You want to know how I'm doing. I told you before,
I'm dying. Been at it for years. Still, I think
I could hang a few more calendars on the door."
It's the birthday of the novelist William S. Burroughs, (books by this author) born in St. Louis, Missouri, in 1914. He didn't like his wealthy St. Louis community, and he didn't like Harvard. He kept a ferret and a .32-caliber revolver in his dorm room. He signed up to join the Army, but he got a psychiatric discharge. He worked odd jobs and then moved with some of his friends to New York City, where he met Jack Kerouac and Allen Ginsberg. They experimented with drugs, and Burroughs became addicted to morphine and sold heroin in Greenwich Village to support himself.
He moved to Mexico City, and he started writing a memoir of his experience as a drug addict. One night at a party, he and his wife Joan agreed to demonstrate how he could shoot a glass off the top of her head. He missed the glass and killed his wife. He said, "I am faced with the appalling conclusion that I would never have become a writer but for Joan's death. It brought me in contact with the invader, the ugly spirit, and maneuvered me into a lifelong struggle in which I have had no choice but to write my way out."
He finished his memoir, Junky, (1953), and he wrote many more novels, including Naked Lunch (1959).
It's the birthday of the playwright John Guare, (books by this author) born in New York City in 1938. His best-known work is Six Degrees of Separation (1991), which contains the monologue: "I read somewhere that everybody on this planet is separated by only six other people. Six degrees of separation. Between us and everybody else on this planet. The president of the United States. A gondolier in Venice. Fill in the names. I find that a) extremely comforting that we're so close and b) like Chinese water torture that we're so close."
It's the birthday of writer and director Christopher Guest, born in New York City in 1948. He worked for National Lampoon's "Lemmings" and Saturday Night Live. Then he landed a part in This is Spinal Tap (1984), which follows the tour of a fake heavy metal band. Christopher Guest was one of the stars, and he helped with the music and dialogue, most of which is improvised.

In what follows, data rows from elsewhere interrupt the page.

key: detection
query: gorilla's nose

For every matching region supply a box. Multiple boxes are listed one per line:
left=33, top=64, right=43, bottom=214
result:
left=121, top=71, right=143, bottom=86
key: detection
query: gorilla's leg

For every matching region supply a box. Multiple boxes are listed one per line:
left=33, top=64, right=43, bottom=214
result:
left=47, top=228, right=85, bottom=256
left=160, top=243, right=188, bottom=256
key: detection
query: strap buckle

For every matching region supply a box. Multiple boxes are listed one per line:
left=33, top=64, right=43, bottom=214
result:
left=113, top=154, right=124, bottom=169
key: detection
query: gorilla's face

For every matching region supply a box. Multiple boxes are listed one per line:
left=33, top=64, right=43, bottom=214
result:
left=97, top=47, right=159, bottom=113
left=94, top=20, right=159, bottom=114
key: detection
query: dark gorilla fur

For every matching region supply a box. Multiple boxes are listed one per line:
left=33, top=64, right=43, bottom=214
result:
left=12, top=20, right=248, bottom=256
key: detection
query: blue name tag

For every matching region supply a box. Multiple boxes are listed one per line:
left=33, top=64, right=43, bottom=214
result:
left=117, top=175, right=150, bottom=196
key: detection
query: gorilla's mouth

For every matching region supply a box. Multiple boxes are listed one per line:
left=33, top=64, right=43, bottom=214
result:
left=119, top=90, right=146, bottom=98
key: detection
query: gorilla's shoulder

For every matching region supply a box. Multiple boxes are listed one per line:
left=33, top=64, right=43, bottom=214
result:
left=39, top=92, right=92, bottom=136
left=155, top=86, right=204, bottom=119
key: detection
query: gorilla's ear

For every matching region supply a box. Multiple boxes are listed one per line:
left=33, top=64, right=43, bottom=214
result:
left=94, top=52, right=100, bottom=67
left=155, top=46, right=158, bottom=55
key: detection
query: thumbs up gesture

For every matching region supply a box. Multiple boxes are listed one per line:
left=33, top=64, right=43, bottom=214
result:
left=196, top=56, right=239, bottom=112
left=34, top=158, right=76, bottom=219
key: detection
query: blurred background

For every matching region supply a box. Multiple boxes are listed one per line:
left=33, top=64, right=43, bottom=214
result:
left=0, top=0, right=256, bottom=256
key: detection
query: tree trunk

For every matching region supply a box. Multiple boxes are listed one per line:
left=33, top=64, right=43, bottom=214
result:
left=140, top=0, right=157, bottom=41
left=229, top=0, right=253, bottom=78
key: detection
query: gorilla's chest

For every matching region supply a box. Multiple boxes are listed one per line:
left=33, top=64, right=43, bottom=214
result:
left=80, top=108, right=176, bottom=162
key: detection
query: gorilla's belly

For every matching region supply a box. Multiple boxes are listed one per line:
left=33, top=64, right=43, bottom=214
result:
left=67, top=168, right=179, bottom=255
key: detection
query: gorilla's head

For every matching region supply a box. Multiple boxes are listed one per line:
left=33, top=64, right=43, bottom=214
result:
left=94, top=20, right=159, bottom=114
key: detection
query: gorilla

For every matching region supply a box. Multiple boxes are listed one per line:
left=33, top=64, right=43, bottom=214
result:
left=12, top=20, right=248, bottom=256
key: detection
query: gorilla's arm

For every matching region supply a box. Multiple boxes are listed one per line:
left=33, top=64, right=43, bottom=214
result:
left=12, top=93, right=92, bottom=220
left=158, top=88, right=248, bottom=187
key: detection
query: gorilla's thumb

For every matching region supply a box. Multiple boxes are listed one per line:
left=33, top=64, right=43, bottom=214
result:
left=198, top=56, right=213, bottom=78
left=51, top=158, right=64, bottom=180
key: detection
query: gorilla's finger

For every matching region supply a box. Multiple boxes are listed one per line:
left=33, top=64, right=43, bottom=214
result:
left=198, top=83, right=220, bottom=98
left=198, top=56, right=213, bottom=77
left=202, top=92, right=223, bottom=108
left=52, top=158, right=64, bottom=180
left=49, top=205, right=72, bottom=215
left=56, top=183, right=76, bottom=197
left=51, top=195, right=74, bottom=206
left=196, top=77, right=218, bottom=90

After that, Guest began directing, writing, and acting in fictional documentaries. He uses a troupe of actors, including Parker Posey, Eugene Levy, Michael McKean, Harry Shearer, Fred Willard, and Catherine O'Hara. He made Waiting for Guffman (1997), about a community theater production in a small Missouri town; Best In Show (2000), about competitive dog shows; A Mighty Wind (2003), about aging folk singers who come together for a reunion concert; and For Your Consideration (2006), about actors who become obsessed with the buzz surrounding their potentially award-winning performances.